Curation and engaging authors is what I really enjoyed back in the days, and this will be the first thing that I would resume if I could. I am wondering how many of the people I enjoyed reading 2 years ago are still around (I already noticed @ancolie and @samminator are still there). Maybe I will figure out a more precise answer to that question in the next following days and weeks.
Going back to the topic, there are probably two items high on my personal list. At a second place stands the development of our d-app, that is in a disastrous state. But this takes probably a real developer to help. The associated (unpaid) job is of course still open. It has never been filled, in fact, so that the whole development ended in a do-it-yourself project… Maybe one day, I will be able to tackle this again, but for now I clearly don’t have the time. Note that having dedicated little help could speed up the process (the advertisement has now been done ;) ).
At the next spot on my list lies the organisation of STEMsocial AMAs. We started to set that up back in the days and this unfortunately never took off as we were all absorbed in a COVID blackhole. I think that having some live STEM session would be great, both on chain and off chain. But again, this requires a more serious and constant availability around, which I do not have for now… Any help could be welcome!

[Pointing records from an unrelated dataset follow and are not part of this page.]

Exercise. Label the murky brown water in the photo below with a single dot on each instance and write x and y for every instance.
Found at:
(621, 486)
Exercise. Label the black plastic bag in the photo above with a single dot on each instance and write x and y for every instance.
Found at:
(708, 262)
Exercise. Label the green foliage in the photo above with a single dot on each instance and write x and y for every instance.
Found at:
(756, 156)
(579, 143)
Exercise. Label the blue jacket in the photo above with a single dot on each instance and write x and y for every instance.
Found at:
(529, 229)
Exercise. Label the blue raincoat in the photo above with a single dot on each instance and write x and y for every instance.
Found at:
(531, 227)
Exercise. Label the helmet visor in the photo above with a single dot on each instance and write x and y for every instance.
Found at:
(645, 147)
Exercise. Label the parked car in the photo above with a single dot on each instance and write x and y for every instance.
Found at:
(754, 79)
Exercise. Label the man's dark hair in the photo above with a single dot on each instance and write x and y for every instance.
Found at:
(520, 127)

Finally, I will share some news about what I recently did (yes, I managed to do a few things!). The most important part is that all curation rewards until 31 October 2021 have been returned. I will finalise this update later this week. Better late than never (this is based on a manual script). I emphasise that 85% of the rewards are shared back with our delegators (and the team).

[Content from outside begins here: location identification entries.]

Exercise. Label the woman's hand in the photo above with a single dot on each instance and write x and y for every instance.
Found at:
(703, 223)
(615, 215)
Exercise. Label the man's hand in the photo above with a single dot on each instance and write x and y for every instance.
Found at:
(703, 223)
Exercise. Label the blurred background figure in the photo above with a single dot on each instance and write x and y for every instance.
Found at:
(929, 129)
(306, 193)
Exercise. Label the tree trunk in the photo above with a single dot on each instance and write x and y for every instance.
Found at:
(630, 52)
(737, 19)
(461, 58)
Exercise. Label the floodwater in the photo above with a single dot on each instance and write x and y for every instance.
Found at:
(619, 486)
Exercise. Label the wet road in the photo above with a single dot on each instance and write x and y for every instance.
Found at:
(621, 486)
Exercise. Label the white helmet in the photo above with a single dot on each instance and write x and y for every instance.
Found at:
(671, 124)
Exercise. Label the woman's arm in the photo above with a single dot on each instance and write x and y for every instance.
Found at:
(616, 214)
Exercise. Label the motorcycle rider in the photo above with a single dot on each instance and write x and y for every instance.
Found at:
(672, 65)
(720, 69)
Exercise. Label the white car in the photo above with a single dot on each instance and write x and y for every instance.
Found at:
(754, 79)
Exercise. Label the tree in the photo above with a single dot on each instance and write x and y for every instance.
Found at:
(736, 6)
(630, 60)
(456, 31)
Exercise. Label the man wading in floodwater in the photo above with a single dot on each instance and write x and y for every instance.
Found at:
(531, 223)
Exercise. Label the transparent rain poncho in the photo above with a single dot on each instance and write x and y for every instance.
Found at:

In addition, I turned off our witness. Being a Hive witness is a serious job for which time is mandatory. It is clear that no one in the team has that time at present, so that it is better to let more dedicated Hive users deal with running witnesses and nodes. Thanks to all of those who supported our witness during these two years. This was an interesting adventure. Maybe one day again, who knows.
I guess this post has become long enough and I will stop writing (or we will have to wait for another two months before I finalise it).
In short, my current desires would be to start blogging about science again, sharing fresh and interesting news about research in particle physics and cosmology. Like in the good old days. An ideal pace would be one blog post appearing in English every Monday, accompanied with its French version every Thursday. That sounds a bit too much for the time I have (even if this week is a bit better).
In parallel, I would love to contribute again to the STEMsocial community on the different aspects mentioned above, and in fact also to have a look at what the French-speaking users do at la ruche. Let’s see in a few weeks what will work and what won't.
I now tentatively write "see you next Monday" (maybe, let’s hope)!